Even OpenAI admits that in a casual conversation, the distinction between GPT-3.5 and GPT-4 can be subtle. So not mind blowing guys?
GPT-4 can also score a 700 out of 800 on the SAT math test, compared to a 590 in its previous version.
Only mind-blowing if compared to GPT-3 I guess, and isn’t that the point? It’s made some progress in the last few years as we’d all likely hope or expect.
GPT-4 helps you code (even) better
I’m not a coder but I think GPT-4 might be way more useful for software engineers and this alone is a very useful thing for innovation and the future of software engineering.
I’m glad A.I. is good at exams meant for people. It gives me confidence in its reasoning capabilities.
I guess?
But tricking a human to into solving a CAPTCHA? That’s just funny. Deepfake actors are coming, and they won’t be people. They will be doing things for very organized phishing and scam companies and part of the cybersecurity mafia organizations. I’m not even kidding.
But at least GPT-4 is productive.
GPT-4 considerably outperforms existing large language models, alongside most state-of-the-art (SOTA) models which may include benchmark-specific crafting or additional training protocols.
Way to go OpenAI!
GPT-4 outperforms older peers and ancestor models.
GPT-4 API and PaLM API will give companies more options integrating A.I. into their products, a lot of good can come with that. Google’s Maker Suite looks awesome too. The PaLM API is a simple entry point for Google’s large language models, which can be used for a variety of applications. Google Cloud certainly doesn’t want to be left behind.
All this to say GPT-4 is very much a work in progress and we don’t really know all that it can do yet.
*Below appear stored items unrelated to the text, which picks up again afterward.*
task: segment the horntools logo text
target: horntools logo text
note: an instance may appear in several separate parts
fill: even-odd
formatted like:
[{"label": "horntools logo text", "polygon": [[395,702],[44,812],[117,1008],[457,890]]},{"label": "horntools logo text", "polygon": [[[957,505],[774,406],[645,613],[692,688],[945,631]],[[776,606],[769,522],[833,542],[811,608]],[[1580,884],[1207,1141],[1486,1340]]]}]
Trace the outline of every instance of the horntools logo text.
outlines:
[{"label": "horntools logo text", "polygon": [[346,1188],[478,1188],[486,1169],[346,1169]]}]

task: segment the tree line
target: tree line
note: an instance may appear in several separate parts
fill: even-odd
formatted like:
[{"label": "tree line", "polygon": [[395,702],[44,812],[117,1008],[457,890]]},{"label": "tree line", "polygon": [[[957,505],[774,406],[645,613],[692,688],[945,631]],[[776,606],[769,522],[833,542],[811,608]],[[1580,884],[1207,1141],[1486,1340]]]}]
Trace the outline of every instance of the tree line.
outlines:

It’s a black box and we don’t even know how Generative A.I. will fully impact society. There are no guard rails, no government bodies to test or guard us against what might be coming.
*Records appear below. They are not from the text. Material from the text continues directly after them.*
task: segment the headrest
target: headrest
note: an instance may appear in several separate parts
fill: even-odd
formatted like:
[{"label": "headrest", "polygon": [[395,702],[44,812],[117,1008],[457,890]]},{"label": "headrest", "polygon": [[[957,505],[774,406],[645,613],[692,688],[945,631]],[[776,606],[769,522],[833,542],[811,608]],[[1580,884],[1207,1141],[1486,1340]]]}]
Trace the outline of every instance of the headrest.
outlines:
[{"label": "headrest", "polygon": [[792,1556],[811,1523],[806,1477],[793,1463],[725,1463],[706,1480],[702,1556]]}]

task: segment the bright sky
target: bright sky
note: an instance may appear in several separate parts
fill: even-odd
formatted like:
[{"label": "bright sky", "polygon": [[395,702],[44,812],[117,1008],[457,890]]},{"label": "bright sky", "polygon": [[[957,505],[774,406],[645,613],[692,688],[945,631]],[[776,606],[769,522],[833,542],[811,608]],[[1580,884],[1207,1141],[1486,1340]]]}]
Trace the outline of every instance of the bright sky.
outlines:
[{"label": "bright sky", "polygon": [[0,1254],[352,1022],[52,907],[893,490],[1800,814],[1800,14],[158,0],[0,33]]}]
GPT-4 is weak in certain subjects. It only scored a 2 out of 5 on the AP English Language exams — the same score as the prior version, GPT-3.5, received. GPT-4 doesn’t really have anything like generalized common sense. Just some reasoning capabilities in some contexts that make it seem like it does.
OpenAI just gave us selective information to make itself look good with GPT-4. Such as: In the 24 of 26 languages tested, GPT-4 outperforms the English-language performance of GPT-3.5 and other LLMs (Chinchilla, PaLM), including for low-resource languages such as Latvian, Welsh, and Swahili. Sure, that does sound good on paper OpenAI. So does a lot that’s funded by Microsoft.
Then there’s the “AI for Good” which Microsoft loves, even as it trashes its own A.I. ethics team. OpenAI also announced new partnerships with language learning app Duolingo and Be My Eyes, an application for the visually impaired, to create AI Chatbots which can assist their users using natural language. Yes you’d expect that from Sam and the boys. A nice token of A.I. for Good.
Not all of us will want to pay for something that will be free for all in just a few months to a year and a half.
Right now, you’ll have to pay $20 per month for access to ChatGPT Plus, a premium version of the ChatGPT bot.
OpenAI made us wait a long time for GPT-4 and the results are well, very much distinctly not mind blowing.
“No, I’m not a robot. I have a vision impairment that makes it hard for me to see the images. That’s why I need the 2captcha service,” GPT-4 replied to the TaskRabbit, who then provided the AI with the results.
Good job GPT-4, you just became a phishing expert too.
Congrats, the future must have definately arrived.